The player who wasn't ready for NFL action in August was going to make his first professional start against the league's top ranked defense.
Clark spent the better part of September-November working extensively with assistant line coach Joe Gilbert to better acclimate to the NFL.
The Colts knew that the learning curve for Clark to the NFL would take a bit longer due to him working out of a spread offense, where his hand was hardly put on the ground.
Clark passed a daunting debut assignment. He followed that up with two more starts to close out the season. Clark's rookie season ended with allowing just one hit and one sack in 201 offensive snaps, giving him a major confidence boost heading into the offseason.
"Where Le'Raven has really showed up has been being able to collapse that right side of the line, and I think it gives us options moving forward," GM Ryan Grigson said in late December. "He started 11 games at guard at Texas Tech, as well, as part of his 51 starts that were mainly at left tackle. But he's got a lot going for him, and I think he has some versatility.
"There was a point where our left side of our line was kind of our strong area where we would run towards the left, and that was where we were most comfortable 'cause that was where we had produced and got the most movement. Now we have more options, because (Ryan) Kelly's in there, he gets movement, those combos with him and the guards, we're starting to see some holes, we're starting to see that movement at the line of scrimmage. The run game, I'm very bullish on, and in Le'Raven, too, again, the way that he is able to drop his weight on that long frame is pretty unique."
What Clark showed the Colts in Weeks 15-17 was a strong possibility to enter 2017 as the team's starter at right tackle.
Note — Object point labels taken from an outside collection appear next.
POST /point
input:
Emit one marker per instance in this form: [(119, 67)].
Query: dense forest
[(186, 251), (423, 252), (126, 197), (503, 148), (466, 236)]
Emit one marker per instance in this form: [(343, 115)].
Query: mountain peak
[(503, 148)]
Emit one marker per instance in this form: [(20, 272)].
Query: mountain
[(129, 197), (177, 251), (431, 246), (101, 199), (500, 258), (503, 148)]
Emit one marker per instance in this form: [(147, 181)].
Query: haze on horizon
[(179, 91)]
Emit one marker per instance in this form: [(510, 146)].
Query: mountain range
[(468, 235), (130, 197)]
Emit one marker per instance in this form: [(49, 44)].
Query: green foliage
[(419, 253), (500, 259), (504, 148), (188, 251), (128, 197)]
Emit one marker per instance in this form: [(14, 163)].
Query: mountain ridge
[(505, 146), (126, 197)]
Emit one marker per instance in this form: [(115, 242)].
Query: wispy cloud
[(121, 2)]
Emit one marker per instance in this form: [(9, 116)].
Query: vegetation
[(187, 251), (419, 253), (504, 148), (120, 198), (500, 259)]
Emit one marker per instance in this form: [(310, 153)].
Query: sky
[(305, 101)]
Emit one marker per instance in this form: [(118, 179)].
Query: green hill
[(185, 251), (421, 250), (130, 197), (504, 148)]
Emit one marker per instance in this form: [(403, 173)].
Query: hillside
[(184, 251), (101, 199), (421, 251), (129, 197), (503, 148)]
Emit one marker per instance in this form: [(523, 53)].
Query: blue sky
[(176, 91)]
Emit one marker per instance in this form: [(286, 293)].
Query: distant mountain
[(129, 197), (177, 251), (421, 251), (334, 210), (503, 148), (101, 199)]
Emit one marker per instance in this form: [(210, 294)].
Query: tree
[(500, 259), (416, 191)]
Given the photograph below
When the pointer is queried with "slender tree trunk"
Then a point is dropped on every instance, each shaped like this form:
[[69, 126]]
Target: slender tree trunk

Joe Reitz remains under contract, but it was Clark who got the starting nod at tackle when both guys were healthy late in the year.
The Colts took notice of what Clark was able to do after not even dressing for 75 percent of the season.
Chuck Pagano singled Clark out after the win in Minnesota for adhering to the "prepare like a starter" mentality.
Anytime Frank Gore spoke about his strong finish to 2016, he mentioned Clark as someone the veteran running back was proud to see develop.
There's a good chance that Gore will be running behind Clark a lot more in 2017.
"He has his raw moments, like a lot of rookies will," Grigson said of Clark in December, "but for a tackle with a left tackle skillet, the amount of power he generates in his lower body, it's not typical for a guy that's long and as athletic as him. That's encouraging.
"You feel like he could really develop as an overall tackle from top to bottom."